I would recommend not installing and running this on your computer. There is no advantage over other tools and everything about the account and project looks like low effort AI generated content.
[0] https://artificialanalysis.ai/?models=gpt-oss-120b%2Cgemma-4...
The estimates seems far off as well, took https://www.canirun.ai/model/gpt-oss-120b as an example, with a RTX Pro 6000 and every single number is off, and notably misses estimation for the most important quant for GPT-OSS, the MXFP4 variant.
I run dgx spark, and the results here are soooo incomplete for my platform that I can’t trust this site (for my usecase).
"39d ago" in AI time is like 1 year outdated info.
Showing quality loss per quantization is nice.
I'd prefer this as a website, since I'd handle running of the model with a dedicated inference server anyway.
It would be nice to see what's the maximum context length that can fit on top of the baseline.
I was surprised how much token generation speed tanks when using very long context. 30/s can drop down to 2/s. A single speed metric didn't prepare me for that.
I was also positively surprised that some models scale well with batch parallelism. I can get 4x speed improvement by running 8 requests in parallel. But this affects memory requirements, and doesn't apply to all models and inference engines. It would be nice to show that. Some sites fold it into "what's your workflow", but that's too opaque.
KV cache quantization also makes a difference for speed, VRAM usage and max usable context.
On Apple Silicon MLX-compatible model builds make a difference, so I'd like to see benchmarks reassure they're based on the fastest implementation.
Multi-token-prediction is another aspect that may substantially change speed.
It seems pretty rubbish I have to say, its recommending me loads of qwen 2.5 which are really old and I'm easy running qwen3.5 and 3.6 models on this mac at decent quants
“I release software now, good luck everyone”
[0] https://github.com/AlexsJones/llmfit/tree/main/llmfit-web
Edit: I tried to deploy a snapshot of the llmfit-web files on Netlify but it seems to need/want to talk to a backend[1]
I just use llmfit.
If "biggest that fits" is the answer you want, llmfit is the simpler tool and Python won't matter to you. If you want "which fitting model is worth running," that ranking layer is the whole reason whichllm exists. Different jobs — I'd genuinely send fit-only users to llmfit.

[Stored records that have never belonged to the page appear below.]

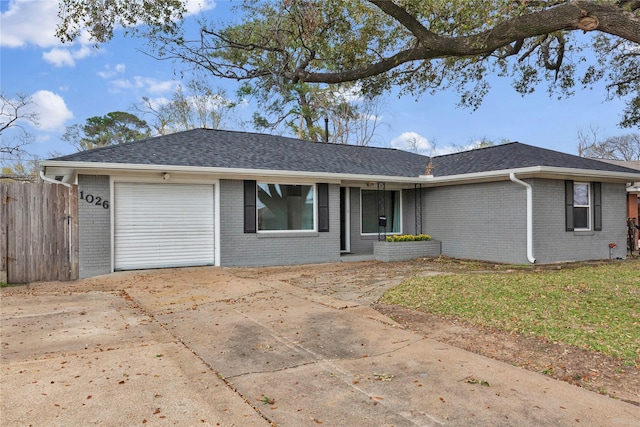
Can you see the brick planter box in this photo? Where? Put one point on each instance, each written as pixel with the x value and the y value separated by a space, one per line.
pixel 404 251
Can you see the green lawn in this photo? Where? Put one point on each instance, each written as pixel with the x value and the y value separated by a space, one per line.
pixel 593 307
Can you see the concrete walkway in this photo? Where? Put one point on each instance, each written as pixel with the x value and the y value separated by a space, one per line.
pixel 236 347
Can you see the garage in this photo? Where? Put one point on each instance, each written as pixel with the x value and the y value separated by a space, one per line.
pixel 163 225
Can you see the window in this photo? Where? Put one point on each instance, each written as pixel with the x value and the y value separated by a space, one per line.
pixel 391 210
pixel 283 207
pixel 583 206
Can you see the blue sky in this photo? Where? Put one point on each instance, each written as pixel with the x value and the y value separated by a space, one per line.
pixel 70 83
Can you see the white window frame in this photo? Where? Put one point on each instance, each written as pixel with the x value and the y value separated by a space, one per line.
pixel 315 208
pixel 399 191
pixel 589 207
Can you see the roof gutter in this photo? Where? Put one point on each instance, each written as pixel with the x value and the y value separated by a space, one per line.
pixel 227 171
pixel 52 181
pixel 512 177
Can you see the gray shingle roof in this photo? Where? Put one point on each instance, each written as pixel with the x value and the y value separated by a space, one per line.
pixel 243 150
pixel 512 156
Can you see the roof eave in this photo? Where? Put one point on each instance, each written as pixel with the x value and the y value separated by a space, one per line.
pixel 533 172
pixel 223 172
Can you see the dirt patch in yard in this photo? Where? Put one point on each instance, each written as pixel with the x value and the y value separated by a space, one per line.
pixel 365 283
pixel 591 370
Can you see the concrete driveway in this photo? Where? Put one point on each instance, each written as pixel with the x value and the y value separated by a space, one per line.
pixel 218 346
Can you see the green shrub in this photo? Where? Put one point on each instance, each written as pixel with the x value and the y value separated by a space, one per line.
pixel 408 238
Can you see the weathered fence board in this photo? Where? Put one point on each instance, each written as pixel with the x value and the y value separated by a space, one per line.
pixel 39 232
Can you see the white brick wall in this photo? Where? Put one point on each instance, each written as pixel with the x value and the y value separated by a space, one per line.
pixel 94 226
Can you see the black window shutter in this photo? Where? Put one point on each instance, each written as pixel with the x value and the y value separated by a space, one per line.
pixel 250 206
pixel 323 207
pixel 568 201
pixel 597 206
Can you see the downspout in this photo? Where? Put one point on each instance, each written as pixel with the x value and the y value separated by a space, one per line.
pixel 512 177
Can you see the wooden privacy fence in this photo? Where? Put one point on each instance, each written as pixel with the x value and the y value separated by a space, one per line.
pixel 39 230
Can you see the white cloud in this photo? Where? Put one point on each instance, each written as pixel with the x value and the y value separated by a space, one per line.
pixel 146 84
pixel 51 109
pixel 414 142
pixel 196 6
pixel 112 72
pixel 61 57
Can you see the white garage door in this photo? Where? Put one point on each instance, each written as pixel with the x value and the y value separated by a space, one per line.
pixel 163 225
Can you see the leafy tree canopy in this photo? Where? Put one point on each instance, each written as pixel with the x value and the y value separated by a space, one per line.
pixel 116 127
pixel 196 105
pixel 621 147
pixel 416 45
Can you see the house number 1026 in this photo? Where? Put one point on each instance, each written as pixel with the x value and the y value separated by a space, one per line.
pixel 94 200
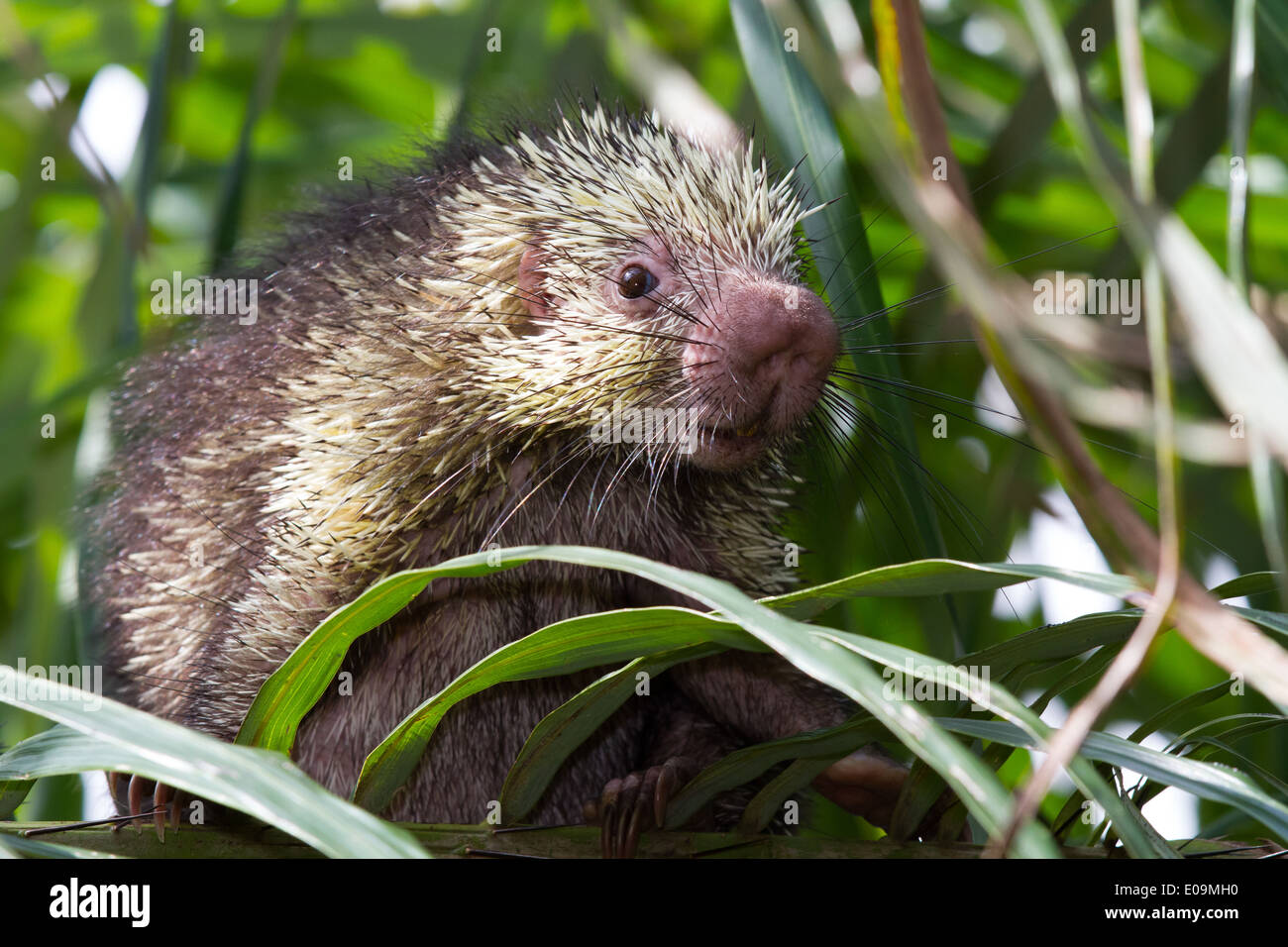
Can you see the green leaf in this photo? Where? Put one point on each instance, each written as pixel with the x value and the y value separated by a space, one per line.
pixel 804 128
pixel 568 725
pixel 99 733
pixel 1205 780
pixel 387 766
pixel 938 578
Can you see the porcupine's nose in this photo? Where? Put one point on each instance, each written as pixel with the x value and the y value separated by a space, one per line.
pixel 778 335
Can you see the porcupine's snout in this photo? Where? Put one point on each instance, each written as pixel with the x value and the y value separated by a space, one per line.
pixel 758 368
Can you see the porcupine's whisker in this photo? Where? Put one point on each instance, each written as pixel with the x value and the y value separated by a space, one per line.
pixel 935 292
pixel 939 492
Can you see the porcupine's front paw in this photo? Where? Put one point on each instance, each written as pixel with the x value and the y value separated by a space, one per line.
pixel 141 797
pixel 636 802
pixel 867 784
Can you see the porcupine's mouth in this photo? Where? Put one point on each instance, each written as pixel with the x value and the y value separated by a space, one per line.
pixel 729 446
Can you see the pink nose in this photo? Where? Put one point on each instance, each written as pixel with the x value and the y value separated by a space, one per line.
pixel 774 333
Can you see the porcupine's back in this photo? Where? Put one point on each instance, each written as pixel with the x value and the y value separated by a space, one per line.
pixel 420 361
pixel 175 526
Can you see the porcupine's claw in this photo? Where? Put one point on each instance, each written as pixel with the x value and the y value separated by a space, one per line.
pixel 163 799
pixel 868 783
pixel 635 802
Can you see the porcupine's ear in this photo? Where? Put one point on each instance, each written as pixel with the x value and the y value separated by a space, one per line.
pixel 532 281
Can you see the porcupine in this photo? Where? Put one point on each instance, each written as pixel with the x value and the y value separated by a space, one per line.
pixel 421 380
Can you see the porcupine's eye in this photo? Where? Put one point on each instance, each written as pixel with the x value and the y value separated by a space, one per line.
pixel 636 282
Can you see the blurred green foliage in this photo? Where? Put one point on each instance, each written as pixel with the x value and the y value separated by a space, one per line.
pixel 366 81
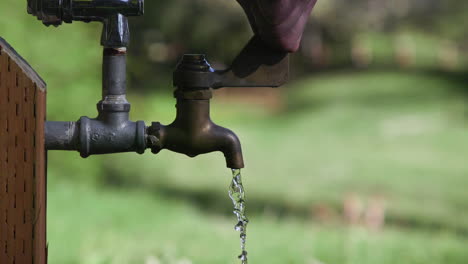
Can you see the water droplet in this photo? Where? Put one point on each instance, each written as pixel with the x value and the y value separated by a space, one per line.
pixel 237 195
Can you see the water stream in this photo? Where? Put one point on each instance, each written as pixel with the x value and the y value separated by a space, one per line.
pixel 237 195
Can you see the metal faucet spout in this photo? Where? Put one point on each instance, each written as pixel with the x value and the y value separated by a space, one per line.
pixel 193 133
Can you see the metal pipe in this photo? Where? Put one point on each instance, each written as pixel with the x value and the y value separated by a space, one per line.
pixel 111 131
pixel 61 135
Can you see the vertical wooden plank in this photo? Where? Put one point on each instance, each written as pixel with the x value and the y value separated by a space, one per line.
pixel 22 161
pixel 40 180
pixel 3 158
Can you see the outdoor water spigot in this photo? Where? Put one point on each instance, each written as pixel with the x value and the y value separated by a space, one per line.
pixel 193 133
pixel 112 13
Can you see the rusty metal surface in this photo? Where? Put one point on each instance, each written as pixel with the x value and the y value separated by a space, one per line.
pixel 22 161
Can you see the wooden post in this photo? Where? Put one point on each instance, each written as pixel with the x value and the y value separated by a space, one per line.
pixel 22 161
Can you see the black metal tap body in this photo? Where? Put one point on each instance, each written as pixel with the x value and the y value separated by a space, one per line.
pixel 193 132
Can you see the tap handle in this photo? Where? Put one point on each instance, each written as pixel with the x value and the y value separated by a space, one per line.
pixel 113 13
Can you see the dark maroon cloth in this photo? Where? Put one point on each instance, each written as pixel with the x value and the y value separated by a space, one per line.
pixel 279 23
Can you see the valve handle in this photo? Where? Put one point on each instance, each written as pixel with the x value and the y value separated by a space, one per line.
pixel 113 13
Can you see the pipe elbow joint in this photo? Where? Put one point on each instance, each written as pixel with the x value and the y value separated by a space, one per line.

If i ever decide to actually publish the site, is it alright if I mention you somewhere as a "If you want a more accurate estimation, check out this project:<your repo>", as i think there is value in having a simple website estimate this information for you, and give you instructions/ common flags on how to start it yourself (also a prompt crafted for you to optionally give to an llm to set it up for you), but im going off simple "choose an os, gpu/vram, here's a list of options" and not actually scanning (which is a lot more accurate).
So two questions there:
(1) is it actually possible to get good results with them (some people said they got good results, which implies that it might have been hard to get them running properly, but if you can, then they're actually good?). Which also implies the second question,
(2) are benchmarks a spook?
---
...Also, is OP Claude?
An uncensored qwen3.5/3.6 is more fun
also my personal simple rule of thumb for local ai sizing is:
max model size (GB) = ram (GB) / 1.65
GPU 0: STRXLGEN — 8.0 GB (ROCm 6.19.8-200.fc43.x86_64) — BW: N/A CPU: AMD RYZEN AI MAX+ 395 w/ Radeon 8060S — 16 cores (AVX2, AVX-512)
The 8GB is the reserved memory, but it's not the total available memory to the GPU.
Linux sets the unified memory like this on linux: https://www.jeffgeerling.com/blog/2025/increasing-vram-alloc...
Don't feel bad though, nvtop doesn't do it correctly either.
I’ve been using RapidMLX for this. The integrated speed tests matter because the quality of the backend is a moving target and the quantization / MLX format conversion also matter. It’s not enough to say “oh use this model family with X parameters” you have to add the architecture specific quantization too.